Des loyers étant demeurés impayés, Monsieur [G] [E] a fait signifier par acte de commissaire de justice un commandement de payer la somme de 4 140 euros, à titre principal, correspondant à l’arriéré locatif, terme de juin 2023 et visant la clause résolutoire contractuelle, le 26 juin 2023.
Par acte de commissaire de justice en date du 21 février 2024, Monsieur [G] [E] a fait assigner Monsieur [Z] [N] devant le juge des contentieux de la protection du tribunal judiciaire de Bobigny siégeant au tribunal de proximité de Saint-Denis aux fins de voir, sous le bénéfice de l'exécution provisoire :
- constater le jeu de la clause résolutoire insérée au contrat de bail liant les parties sur le fondement de l'article 24 de la loi du 6 juillet 1989,
- ordonner l'expulsion du preneur et de tout occupant de son chef avec le concours de la force publique et d'un serrurier si besoin est,
- ordonner le transport et la séquestration des meubles en tel lieu qu'il lui plaira, aux frais et aux risques du défendeur,
- condamner Monsieur [Z] [N] à lui payer les loyers et charges impayés à janvier 2024, soit la somme de 7 841 euros, sous réserve des loyers à échoir, avec intérêts légaux à compter du commandement de payer ainsi qu'une indemnité d'occupation jusqu'à libération effective des lieux d'un montant mensuel égal au montant du loyer et des charges si le bail s'était poursuivi,
- condamner Monsieur [Z] [N] à lui payer la somme de 1 000 euros sur le fondement de l'article 700 du code de procédure civile, outre aux entiers dépens en ce compris le coût du commandement de payer.
Au soutien de ses prétentions, Monsieur [G] [E] expose que plusieurs échéances de loyers sont demeurées impayées malgré un commandement de payer visant la clause résolutoire insérée au contrat de bail délivré le 26 juin 2023, et ce pendant plus de deux mois.
A l'audience du 29 avril 2024, Monsieur [G] [E], comparant en personne, a sollicité le bénéfice de son acte introductif d'instance, et a actualisé sa créance à la somme de 9 911 euros à la date du 29 avril 2024, les trois mois de loyer suivant la délivrance de l’assignation n’ayant pas été payés. Sur la demande reconventionnelle formée par Monsieur [N], il reconnaît que le logement, qui a été pris en très bon état au regard des photographies montrées à l’audience, nécessite actuellement une remise en état au regard de l’humidité et des problèmes électriques rencontrés. Il reconnaît même qu’un 2ème arrêté préfectoral est en cours de signature compte tenu des ponts thermiques causés par la qualité de la façade de l’immeuble. Il explique avoir entrepris plusieurs travaux mais qu’une société qu’il a diligenté en 2023 ne lui semblait pas sérieuse compte tenu du devis adressé de sorte qu’il a du trouver une autre société. Il reconnaît une altercation avec le défendeur, résultant d’un épuisement moral compte tenu de l’état de dégradation du logement causé aussi selon lui par le défaut d’entretien du locataire par l’absence d’aération et la suroccupation des lieux, l’absence totale de paiement du loyer, et sa situation financière qui ne lui permet pas de faire face à cette situation avec qu’il a une charge de famille et qu’il est sans ressources.

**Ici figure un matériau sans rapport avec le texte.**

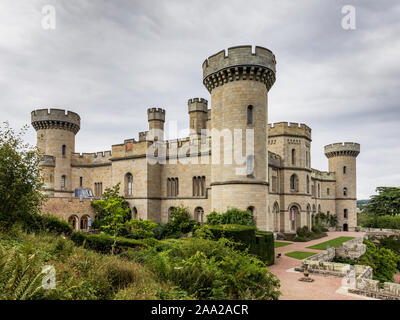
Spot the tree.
[364,187,400,216]
[92,184,130,255]
[0,122,44,228]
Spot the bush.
[130,238,280,299]
[163,207,199,238]
[362,215,400,229]
[71,231,150,253]
[207,208,255,226]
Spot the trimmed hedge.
[71,231,154,253]
[209,224,275,265]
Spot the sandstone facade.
[32,46,360,233]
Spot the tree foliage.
[207,208,255,226]
[364,187,400,216]
[0,122,44,228]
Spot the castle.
[31,46,360,233]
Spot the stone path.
[268,232,366,300]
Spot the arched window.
[61,175,67,189]
[247,105,253,124]
[318,183,321,198]
[168,207,175,221]
[194,207,204,223]
[68,215,78,231]
[125,173,133,196]
[290,174,299,192]
[246,155,254,176]
[132,207,138,219]
[292,149,296,165]
[81,216,89,230]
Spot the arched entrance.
[194,207,204,223]
[68,215,79,231]
[272,202,279,232]
[289,206,301,232]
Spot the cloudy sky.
[0,0,400,199]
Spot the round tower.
[203,46,276,230]
[325,142,360,231]
[188,98,208,137]
[147,108,165,141]
[31,109,81,196]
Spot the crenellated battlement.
[147,108,165,122]
[188,98,208,113]
[324,142,360,158]
[31,109,81,134]
[268,122,311,141]
[311,169,336,181]
[71,150,112,166]
[203,45,276,92]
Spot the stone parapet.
[31,109,81,134]
[203,46,276,92]
[324,142,360,158]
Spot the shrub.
[71,231,149,253]
[362,215,400,229]
[163,206,198,238]
[207,208,255,226]
[130,238,280,299]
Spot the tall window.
[246,155,254,176]
[290,174,299,192]
[61,175,67,189]
[94,182,103,198]
[125,173,133,196]
[292,149,296,165]
[192,176,206,197]
[167,178,179,197]
[247,105,253,124]
[194,207,204,223]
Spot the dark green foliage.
[71,231,148,253]
[362,215,400,229]
[207,208,255,226]
[250,231,275,266]
[293,225,327,242]
[364,187,400,216]
[132,238,280,299]
[163,206,199,238]
[0,123,43,229]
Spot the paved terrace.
[268,232,368,300]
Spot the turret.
[188,98,208,136]
[31,109,81,196]
[147,108,165,140]
[325,142,360,231]
[203,46,276,230]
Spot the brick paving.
[268,232,365,300]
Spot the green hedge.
[71,231,152,253]
[208,224,275,265]
[250,231,275,266]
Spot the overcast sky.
[0,0,400,199]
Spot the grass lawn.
[285,251,316,260]
[307,237,354,250]
[274,241,292,248]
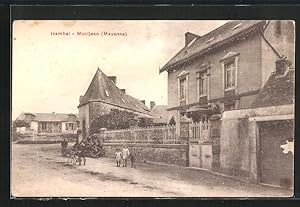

Monsieur [Z] [N] a comparu en personne et a demandé au juge :
- de rejeter la demande en paiement au titre des loyers,
- de condamner le bailleur à lui verser une somme à titre indemnitaire correspondant au montant du loyer depuis le mois de décembre 2022,
- de lui accorder un délai de 24 mois pour payer la dette.
Il a indiqué qu’il souhaite quitter les lieux.
Au soutien de ses demandes et en substance, il reconnaît avoir arrêté de payer le loyer compte tenu de l’état d’indécence du logement au regard des problèmes d’humidité et d’électricité mais aussi à cause de l’agression physique qu’il a subie par le propriétaire des lieux. Il précise à cet égard qu’il a effectivement refusé de faire entrer dans le logement une entreprise en charge d’établir un devis car il avait peur. Il soutient que le bailleur l’a autorisé à rester gratuitement dans les lieux jusqu’à son départ.
Il explique que l’intitulé du contrat de bail lui a causé des difficultés au début pour faire valoir ses droits à des aides sociales, mais qu’ensuite il a pu faire modifier les choses.
Il indique qu’il est en formation et qu’il perçoit des ressources de 700 euros par mois.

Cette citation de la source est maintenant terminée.